Rush to get on plane as they seemed to have decided to leave earlier than announced, then we hung around on the runway for another ¾ hour for some late passengers. So there we were again an hour late – seems to be a EA speciality. Nice flight south a cross the Equator in a modern plane, not full, so much more comfortable. My fellow passenger Jack, prayed as we took off. Nervous flyer. Congolese, brother a pastor . He told me that he had never tried Christianity. Just returning from a business strip to Manchester. We talked a lot about Africa, faith and the Congo. He is a new breed of African in their 20sand 30s, the post AIDS generation, the mobile phone generation with ability and skills but frustrated by the lack of opportunities. We landed on a horribly bumpy runway at a rickety Lubumbashi – formerly Belgian Elizabethville. Airport buildings looked like those ones being taken over by rebels in 1970s news reels. I thought that we might get a move on, but that is not EA style instead we had a one hour wait while the air hostesses sunned themselves and chatted, definitely the most stunning hostesses I have seen , akin the Queen of Sheba serving your little pre-packaged meals. You can see why King David got so excited. A man came on with a hoover to the clan the plane – a first. Eventually we bounced down the runway and headed east to Lliongwe, ¾ hour later into Malawi, landed at small modern airport with crisp lawns and lovely trees. Lots of people looking important in uniform doing Custom jobs and searches, perhaps they don’t get too many planes.
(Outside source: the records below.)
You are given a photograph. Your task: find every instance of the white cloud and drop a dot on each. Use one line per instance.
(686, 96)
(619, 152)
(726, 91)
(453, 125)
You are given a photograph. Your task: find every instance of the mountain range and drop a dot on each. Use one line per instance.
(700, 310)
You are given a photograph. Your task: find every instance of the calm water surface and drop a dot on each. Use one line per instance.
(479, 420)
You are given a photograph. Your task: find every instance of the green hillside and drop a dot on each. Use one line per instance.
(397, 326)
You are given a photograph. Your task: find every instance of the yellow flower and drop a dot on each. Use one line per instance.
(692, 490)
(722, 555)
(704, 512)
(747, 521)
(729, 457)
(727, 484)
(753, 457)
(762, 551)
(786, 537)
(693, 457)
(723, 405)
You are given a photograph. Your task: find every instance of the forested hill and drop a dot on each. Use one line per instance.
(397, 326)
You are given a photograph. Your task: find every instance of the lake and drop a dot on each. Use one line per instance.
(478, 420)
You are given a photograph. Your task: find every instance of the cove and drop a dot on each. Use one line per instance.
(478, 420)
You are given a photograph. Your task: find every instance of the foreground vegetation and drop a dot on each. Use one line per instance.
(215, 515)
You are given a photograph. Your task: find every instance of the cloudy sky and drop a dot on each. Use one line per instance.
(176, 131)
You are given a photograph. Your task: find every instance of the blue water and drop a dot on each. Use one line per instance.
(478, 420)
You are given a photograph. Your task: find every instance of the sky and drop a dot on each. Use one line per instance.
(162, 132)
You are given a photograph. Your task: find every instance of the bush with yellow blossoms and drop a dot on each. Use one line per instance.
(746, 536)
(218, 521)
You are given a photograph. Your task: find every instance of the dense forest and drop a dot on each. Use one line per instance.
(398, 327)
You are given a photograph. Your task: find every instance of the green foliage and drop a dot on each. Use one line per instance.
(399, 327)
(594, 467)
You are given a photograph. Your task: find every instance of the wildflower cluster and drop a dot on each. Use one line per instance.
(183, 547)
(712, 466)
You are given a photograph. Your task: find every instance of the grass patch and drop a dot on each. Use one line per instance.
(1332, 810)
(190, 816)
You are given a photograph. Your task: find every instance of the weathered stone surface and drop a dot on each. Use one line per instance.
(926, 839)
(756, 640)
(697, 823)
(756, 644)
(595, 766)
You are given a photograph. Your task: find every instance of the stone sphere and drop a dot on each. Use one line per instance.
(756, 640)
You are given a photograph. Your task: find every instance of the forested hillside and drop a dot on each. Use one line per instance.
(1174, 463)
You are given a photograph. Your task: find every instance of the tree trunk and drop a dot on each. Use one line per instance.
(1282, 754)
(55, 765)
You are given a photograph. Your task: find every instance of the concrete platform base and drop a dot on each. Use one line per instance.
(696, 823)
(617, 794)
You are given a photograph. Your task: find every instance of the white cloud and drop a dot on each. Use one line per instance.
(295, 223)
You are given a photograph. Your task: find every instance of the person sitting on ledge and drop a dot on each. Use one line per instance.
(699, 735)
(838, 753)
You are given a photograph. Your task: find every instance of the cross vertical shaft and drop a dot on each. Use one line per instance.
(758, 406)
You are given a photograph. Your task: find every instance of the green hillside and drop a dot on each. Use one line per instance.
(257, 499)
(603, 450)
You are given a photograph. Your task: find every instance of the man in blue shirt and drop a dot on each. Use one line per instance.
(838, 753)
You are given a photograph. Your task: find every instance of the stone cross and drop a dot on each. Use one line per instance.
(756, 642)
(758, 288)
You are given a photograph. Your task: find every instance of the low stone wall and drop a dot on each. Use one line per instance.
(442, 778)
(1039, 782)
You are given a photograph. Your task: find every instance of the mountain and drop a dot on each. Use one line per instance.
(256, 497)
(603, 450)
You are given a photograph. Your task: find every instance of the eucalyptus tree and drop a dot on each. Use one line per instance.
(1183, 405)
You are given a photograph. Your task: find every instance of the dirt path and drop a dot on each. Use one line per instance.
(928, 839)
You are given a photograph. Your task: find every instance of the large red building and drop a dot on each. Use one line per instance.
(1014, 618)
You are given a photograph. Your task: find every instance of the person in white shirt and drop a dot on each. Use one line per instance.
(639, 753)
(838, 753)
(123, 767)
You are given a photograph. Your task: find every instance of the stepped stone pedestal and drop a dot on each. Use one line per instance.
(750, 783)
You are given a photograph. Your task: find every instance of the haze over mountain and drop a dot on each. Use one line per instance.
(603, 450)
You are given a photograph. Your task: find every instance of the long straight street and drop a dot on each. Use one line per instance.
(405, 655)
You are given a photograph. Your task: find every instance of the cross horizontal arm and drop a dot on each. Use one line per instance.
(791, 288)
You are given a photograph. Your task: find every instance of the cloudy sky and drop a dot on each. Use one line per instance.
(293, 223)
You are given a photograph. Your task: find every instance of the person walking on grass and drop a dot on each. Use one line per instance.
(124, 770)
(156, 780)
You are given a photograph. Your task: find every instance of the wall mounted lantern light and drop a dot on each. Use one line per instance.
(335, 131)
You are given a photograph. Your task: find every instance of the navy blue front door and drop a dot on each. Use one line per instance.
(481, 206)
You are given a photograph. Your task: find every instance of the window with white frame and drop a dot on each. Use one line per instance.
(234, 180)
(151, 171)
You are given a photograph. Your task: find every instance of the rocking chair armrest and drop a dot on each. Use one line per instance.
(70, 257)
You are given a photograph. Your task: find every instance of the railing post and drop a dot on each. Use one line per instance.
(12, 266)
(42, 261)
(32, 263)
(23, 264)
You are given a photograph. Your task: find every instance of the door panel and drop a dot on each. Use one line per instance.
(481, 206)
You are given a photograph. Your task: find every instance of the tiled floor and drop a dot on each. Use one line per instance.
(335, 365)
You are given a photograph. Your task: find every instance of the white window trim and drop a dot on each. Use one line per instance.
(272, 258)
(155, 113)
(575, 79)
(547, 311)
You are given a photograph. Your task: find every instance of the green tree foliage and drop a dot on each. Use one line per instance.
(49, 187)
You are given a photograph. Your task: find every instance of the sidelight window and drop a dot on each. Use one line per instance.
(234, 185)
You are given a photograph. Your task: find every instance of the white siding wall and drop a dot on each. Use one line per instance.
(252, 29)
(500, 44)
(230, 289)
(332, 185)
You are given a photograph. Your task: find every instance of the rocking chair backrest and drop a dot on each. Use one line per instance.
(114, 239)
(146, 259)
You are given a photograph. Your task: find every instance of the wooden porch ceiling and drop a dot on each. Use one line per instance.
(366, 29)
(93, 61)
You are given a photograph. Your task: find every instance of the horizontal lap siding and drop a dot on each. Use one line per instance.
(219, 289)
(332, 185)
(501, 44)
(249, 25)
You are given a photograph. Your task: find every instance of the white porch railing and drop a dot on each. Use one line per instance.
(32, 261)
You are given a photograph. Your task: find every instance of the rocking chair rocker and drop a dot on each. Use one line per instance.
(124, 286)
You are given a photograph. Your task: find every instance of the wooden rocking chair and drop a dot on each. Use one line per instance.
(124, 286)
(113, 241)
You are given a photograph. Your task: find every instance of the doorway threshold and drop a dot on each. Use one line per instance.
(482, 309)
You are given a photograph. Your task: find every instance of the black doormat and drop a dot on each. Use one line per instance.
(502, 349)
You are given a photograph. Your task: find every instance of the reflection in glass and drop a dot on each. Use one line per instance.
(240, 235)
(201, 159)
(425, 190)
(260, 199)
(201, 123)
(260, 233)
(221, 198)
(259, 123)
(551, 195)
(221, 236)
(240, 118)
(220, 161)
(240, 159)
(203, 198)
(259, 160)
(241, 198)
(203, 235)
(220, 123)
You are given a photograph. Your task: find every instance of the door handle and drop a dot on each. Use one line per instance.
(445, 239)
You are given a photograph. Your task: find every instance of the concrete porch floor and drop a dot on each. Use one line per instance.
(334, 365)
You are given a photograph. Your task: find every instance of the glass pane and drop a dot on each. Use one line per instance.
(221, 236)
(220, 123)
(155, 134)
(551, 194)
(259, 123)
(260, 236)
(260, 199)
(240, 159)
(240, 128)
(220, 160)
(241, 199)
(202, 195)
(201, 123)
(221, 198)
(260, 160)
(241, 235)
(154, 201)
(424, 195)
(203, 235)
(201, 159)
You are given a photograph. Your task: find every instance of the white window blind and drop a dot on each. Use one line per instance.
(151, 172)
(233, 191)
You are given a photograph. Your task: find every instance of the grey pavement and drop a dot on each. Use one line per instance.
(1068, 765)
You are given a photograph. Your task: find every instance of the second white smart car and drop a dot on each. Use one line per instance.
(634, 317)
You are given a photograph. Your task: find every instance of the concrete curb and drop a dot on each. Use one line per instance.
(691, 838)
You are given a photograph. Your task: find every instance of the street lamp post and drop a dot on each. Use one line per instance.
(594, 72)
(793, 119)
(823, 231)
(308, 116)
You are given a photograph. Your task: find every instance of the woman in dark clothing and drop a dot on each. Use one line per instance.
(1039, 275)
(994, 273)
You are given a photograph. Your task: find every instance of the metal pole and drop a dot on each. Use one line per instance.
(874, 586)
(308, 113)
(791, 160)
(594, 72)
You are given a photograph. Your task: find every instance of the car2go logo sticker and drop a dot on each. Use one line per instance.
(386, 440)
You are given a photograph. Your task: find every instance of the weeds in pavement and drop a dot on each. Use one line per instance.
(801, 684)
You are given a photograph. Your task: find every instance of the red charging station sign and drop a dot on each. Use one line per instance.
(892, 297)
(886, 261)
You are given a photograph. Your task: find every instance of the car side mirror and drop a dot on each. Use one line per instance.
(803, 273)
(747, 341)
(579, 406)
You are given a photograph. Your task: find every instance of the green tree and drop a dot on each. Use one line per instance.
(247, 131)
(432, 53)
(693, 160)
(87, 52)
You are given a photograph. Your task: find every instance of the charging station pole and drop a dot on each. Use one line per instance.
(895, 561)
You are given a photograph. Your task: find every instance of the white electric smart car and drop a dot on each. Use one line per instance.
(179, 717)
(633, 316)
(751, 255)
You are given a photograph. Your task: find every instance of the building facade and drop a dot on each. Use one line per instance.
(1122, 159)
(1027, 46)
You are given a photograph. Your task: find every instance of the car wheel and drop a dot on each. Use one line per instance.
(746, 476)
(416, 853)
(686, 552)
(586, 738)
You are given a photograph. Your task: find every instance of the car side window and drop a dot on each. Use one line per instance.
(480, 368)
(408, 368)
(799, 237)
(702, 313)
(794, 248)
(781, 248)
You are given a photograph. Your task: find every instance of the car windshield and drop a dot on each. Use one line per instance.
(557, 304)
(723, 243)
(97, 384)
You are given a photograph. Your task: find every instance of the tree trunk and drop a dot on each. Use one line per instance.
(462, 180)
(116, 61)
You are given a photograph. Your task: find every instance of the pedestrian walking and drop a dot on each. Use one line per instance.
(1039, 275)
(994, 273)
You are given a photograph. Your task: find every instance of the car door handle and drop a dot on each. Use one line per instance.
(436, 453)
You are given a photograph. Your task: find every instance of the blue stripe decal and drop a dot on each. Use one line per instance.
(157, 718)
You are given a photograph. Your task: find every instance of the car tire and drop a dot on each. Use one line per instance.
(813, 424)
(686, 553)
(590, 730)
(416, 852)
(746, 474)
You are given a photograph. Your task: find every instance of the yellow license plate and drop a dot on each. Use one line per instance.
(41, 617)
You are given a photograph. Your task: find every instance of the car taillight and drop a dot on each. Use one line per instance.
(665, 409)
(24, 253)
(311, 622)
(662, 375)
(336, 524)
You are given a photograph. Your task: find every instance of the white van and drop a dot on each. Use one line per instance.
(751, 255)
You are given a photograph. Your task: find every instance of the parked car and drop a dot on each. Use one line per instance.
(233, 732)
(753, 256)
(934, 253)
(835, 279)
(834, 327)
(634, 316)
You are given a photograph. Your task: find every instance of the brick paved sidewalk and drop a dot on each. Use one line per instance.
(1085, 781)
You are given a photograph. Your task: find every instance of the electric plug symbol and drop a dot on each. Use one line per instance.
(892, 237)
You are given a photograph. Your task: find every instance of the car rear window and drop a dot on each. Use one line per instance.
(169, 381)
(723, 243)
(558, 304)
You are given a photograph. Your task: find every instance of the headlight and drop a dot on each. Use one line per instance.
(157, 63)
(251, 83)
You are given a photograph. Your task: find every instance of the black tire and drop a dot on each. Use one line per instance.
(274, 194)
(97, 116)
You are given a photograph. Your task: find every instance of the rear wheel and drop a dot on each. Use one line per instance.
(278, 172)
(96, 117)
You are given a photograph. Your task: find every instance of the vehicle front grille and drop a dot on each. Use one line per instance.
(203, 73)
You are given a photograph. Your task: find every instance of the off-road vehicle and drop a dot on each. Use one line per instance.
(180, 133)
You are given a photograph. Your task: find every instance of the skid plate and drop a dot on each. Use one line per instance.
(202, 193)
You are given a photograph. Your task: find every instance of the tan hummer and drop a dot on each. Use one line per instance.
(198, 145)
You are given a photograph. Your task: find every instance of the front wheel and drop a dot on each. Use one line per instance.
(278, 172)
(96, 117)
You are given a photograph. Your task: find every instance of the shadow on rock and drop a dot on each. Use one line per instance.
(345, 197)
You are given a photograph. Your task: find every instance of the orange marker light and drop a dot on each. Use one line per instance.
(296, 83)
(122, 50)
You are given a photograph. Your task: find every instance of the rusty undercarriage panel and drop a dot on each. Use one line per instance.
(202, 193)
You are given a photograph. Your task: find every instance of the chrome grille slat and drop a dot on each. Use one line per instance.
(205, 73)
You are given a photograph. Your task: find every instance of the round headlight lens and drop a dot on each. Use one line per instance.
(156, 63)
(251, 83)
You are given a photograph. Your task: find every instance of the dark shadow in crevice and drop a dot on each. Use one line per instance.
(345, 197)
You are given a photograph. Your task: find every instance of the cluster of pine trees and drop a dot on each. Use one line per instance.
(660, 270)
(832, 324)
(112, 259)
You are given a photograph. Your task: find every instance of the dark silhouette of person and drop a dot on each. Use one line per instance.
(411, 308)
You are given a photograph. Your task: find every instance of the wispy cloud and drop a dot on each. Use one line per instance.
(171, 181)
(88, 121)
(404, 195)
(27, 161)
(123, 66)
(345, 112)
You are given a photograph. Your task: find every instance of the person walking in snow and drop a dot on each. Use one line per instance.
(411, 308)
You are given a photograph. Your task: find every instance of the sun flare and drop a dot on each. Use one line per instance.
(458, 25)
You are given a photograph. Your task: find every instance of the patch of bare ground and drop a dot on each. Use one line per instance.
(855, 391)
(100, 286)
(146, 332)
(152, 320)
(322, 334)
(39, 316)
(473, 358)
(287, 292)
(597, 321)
Great joy to be greeted by Jumbo and Mthwalo, Kennedy and Johann. Into SU minibus with blackened windows for first harem-scarem drive in Africa. Lots of people just walking around, just missed a goat, people out selling things, digging holes. First impressions of Lilongwe is off a dusty chaotic place with huge potholes, you seem to be able to drive just about where you like. Don’t worry about cyclists who appear oblivious of imminent death by motor vehicle. The complete opposite of our orderly roads, I will never complain about lane changers again. Mthwalo drove like a cross between Russell Crowe, gladiator, and Louis Hamilton, up close, then accelerate, overtake hoping that there isn’t much in the way in front i.e. children, bikes, the odd lorry ect. We visit the SU offices which are quite tumble down. Obviously neatness and finishing things isn’t a strong point. Dropped off SU workers and then went along more crowded roads, huge potholes to the Lutheran College and its rather grandly styled Cathedral. Large dusty compound with a gate-keeper.